'We don't have a word for crime': New Calgary Indigenous Court to follow peacemaking approach
Court opens Wednesday with morning ceremony, to hear cases in the afternoon
The Calgary Indigenous Court (CIC) will officially open this week during a ceremony presided over by Judge Eugene Creighton, a member of the Blood Tribe who speaks fluent Blackfoot.
After about 18 months of planning, the court will open Wednesday. Sitting weekly, it will deal primarily with bail and sentencing hearings, focussing on a restorative justice approach to crime through peacemaking and connecting accused people to their cultures and communities.
Creighton, one of many who helped design and implement the court, attended nine years of residential school and has worked in the justice system as a correctional officer, probation officer, lawyer and now judge.
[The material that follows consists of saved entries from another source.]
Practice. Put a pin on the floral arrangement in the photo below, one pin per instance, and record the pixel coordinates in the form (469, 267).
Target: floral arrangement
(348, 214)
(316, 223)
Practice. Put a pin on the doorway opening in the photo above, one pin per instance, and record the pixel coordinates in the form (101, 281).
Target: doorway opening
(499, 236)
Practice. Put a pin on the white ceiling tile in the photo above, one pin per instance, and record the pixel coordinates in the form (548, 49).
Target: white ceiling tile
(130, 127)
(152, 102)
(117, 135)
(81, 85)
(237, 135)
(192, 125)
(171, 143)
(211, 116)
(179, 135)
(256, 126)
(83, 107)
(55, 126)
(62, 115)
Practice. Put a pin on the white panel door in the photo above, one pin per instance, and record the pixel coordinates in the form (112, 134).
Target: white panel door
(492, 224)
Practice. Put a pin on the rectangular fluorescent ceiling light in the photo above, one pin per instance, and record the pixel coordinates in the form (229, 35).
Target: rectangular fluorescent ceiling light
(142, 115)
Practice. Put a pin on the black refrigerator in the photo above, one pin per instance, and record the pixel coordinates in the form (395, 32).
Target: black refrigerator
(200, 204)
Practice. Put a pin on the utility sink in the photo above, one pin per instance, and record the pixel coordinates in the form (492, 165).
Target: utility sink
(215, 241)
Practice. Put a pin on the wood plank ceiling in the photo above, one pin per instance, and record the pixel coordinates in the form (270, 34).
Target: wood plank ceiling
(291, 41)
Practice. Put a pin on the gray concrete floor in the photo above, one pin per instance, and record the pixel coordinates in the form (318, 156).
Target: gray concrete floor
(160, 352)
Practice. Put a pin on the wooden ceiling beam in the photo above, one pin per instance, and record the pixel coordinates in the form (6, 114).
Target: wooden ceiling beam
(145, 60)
He says the current system of justice and the criminal code itself are not effective in dealing with crime involving Indigenous people and do not honour First Nations' traditions
"We don't have a word for crime," said Creighton of the Blackfoot language. "Our word is mistake."
"How do you fix that, how do you correct that, how do you reconcile … there's ways of restoring relationships, there's ways of dealing with transgressions or transgressors."
Special courtroom
Every Wednesday, bail and sentencing hearings will take place in courtroom 1800, a space designed to support an Indigenous approach to law.
Modelled after a teepee, the courtroom will have participants sitting in a circle and at the same level. There is an eagle feather for oaths and special ventilation to allow for burning sweetgrass.
Four judges will preside over the court, two are Indigenous and two have deep connections to First Nations communities in Alberta.
The assigned prosecutor will also be Indigenous.
Provincial court Judge Joanne Durant came up with the idea for CIC which involved consultation with communities and stakeholders.
'We all want the same things'
Indigenous people are grossly over-represented in the justice system — making up less than five per cent of the Canadian adult population, they account for about 30 per cent of incarcerated adults, according to recent statistics.
The CIC is an effort to address those numbers and to implement recommendations from the Truth and Reconciliation Commission as well as the Missing and Murdered Indigenous Women and Girls (MMIWG) report.
"We all want the same things, we all want success, we all want good health, we all want economic development, we all want justice, we all want a safe community," says Leonard Bastien, a traditional knowledge keeper from the Piikani First Nation.
There is no new funding going into CIC, rather resources have been shuffled around in order to create the court and agencies have stepped in with additional supports.
Bail, healing plans
About a dozen agencies are in place to offer workers, supports and programs including help with housing, employment readiness, parenting, mental health, addiction and crisis interventions.
That will help achieve one of the goals of the court which is to, where appropriate, increase an accused person's chances of being granted bail.
Agencies include the Elizabeth Fry and John Howard Societies, Native Counselling Services, Aboriginal Friendship Centre, Homefront and the Calgary Police Service.
Native Counselling Services will work at the Calgary Remand Centre helping participants with bail plans and healing plans.
Sentencings will include a healing plan for the offender with Indigenous cultural activities, ceremonies and elders, or traditional knowledge keepers as they're more commonly known as today.
In certain cases, the court will also consider alternatives to jail and prison sentences.